8. Adjust Your Antivirus Settings

Some antivirus programs include HTTPS scanning features that can block legitimate SSL connections. Check your antivirus settings for options like:

• HTTPS scanning
• SSL/TLS protocol filtering
• Encrypted connections scanning

Try disabling these features temporarily. If the error disappears, you may need to add the website to your antivirus whitelist or contact their support for help configuring it properly.

Important: Don’t leave your antivirus disabled for long periods. Re-enable it once you’ve identified the issue.

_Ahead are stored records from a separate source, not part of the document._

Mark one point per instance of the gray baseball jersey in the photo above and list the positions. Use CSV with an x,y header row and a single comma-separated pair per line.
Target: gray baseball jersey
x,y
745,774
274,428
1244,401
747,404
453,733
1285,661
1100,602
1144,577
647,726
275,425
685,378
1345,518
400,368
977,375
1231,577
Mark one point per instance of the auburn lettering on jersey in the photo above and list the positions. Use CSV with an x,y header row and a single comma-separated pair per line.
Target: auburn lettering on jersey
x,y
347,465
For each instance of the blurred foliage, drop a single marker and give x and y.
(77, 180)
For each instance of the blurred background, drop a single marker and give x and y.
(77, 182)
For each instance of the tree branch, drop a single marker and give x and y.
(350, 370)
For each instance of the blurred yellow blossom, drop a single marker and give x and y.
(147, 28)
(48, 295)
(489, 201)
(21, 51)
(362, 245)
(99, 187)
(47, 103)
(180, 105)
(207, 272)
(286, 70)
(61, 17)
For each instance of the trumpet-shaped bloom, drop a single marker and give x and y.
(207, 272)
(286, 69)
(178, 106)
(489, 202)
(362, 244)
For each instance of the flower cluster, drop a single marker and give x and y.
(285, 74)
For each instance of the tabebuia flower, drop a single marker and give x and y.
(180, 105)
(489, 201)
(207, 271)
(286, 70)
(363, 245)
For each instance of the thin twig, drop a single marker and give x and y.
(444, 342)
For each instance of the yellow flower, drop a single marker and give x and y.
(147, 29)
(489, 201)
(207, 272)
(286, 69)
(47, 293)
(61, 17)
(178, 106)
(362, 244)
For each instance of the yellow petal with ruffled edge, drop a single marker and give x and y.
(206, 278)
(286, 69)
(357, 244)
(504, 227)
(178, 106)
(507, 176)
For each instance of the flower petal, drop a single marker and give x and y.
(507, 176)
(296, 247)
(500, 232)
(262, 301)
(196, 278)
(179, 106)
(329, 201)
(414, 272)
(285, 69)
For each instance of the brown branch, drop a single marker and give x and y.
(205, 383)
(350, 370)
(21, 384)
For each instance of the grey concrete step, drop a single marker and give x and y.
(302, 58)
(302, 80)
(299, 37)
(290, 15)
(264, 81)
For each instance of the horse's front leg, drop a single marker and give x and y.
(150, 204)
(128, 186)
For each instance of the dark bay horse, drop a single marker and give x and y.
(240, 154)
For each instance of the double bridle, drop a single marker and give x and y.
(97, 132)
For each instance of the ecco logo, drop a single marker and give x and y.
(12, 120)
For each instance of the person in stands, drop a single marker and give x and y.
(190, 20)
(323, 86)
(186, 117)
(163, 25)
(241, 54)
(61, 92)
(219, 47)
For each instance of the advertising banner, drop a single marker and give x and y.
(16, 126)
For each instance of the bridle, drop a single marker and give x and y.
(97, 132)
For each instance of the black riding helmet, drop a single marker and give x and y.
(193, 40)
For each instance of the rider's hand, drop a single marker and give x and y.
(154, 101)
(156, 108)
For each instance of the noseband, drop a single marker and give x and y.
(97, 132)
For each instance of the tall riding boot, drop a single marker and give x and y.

9. Update Your Browser and Operating System

Outdated browsers and operating systems may not support newer SSL/TLS configurations, which can trigger certificate errors.

Update Chrome

• Click the three dots in the top-right corner
• Go to Help → About Google Chrome
• Chrome will automatically check for and install updates

Update Windows

• Go to Settings → Update & Security → Windows Update
• Click Check for updates

Update macOS

• Go to System Preferences → Software Update
• Install any available updates

What NOT to Do

• Don’t ignore the warning and proceed anyway unless you’re absolutely certain the site is safe (like your own test server)
• Don’t disable SSL verification permanently in your browser settings
• Don’t use self-signed certificates on public-facing websites
• Don’t leave your antivirus disabled for extended periods while troubleshooting

When to Contact Support

If you’ve tried all these methods and the error persists, it’s time to get help:

• Contact your hosting provider if the issue is with your own website’s certificate
• Reach out to your SSL certificate authority if you suspect the certificate itself is faulty
• If you’re seeing this error on someone else’s website, the issue is on their end—there’s nothing you can do except wait for them to fix it

Conclusion

The NET::ERR_CERT_COMMON_NAME_INVALID error looks intimidating, but it’s usually straightforward to resolve once you identify the cause. Start by verifying your SSL certificate matches your domain, check for redirect issues, and clear your browser’s SSL cache. Most of the time, one of these fixes will get you back on track. If you’re managing your own website, regularly monitoring your SSL certificates and keeping them up to date will prevent this error from appearing in the first place.